BACKGROUND/AIMS: A wide range of branded and generic moisturizers is frequently used for the prevention and treatment of dry skin. The influence of moisturizers on the skin permeability is pertinent to the understanding of their therapeutic efficacy. The aim of the present study was to compare the effect of two moisturizers on the skin permeability barrier, assessed as skin reactivity to a vasodilating substance. METHODS: The study was parallel, randomized and double blind on 53 healthy volunteers. One of the creams contained 5% urea, whereas the other contained no humectant but had a high lipid content. The participants were instructed to apply the cream twice daily for three weeks on the volar aspect of one of their forearms. The skin was then exposed to hexyl nicotinate, which induces vasodilation. The time-course and magnitude of the microvascular changes in the two skin areas were monitored with a non-invasive optical technique (laser Doppler flowmetry) with two measuring probes.

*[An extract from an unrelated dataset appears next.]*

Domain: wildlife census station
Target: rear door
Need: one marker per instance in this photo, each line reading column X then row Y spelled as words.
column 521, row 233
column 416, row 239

RESULTS: The lag-time between application and initial response was significantly longer for the urea-treated site compared with the other cream. Furthermore, the time for maximum response was shorter for the lipid-rich cream than for its placebo. CONCLUSION: The study shows differences in action between moisturizers, which may influence the skin susceptibility to other irritants and allergens in the environment.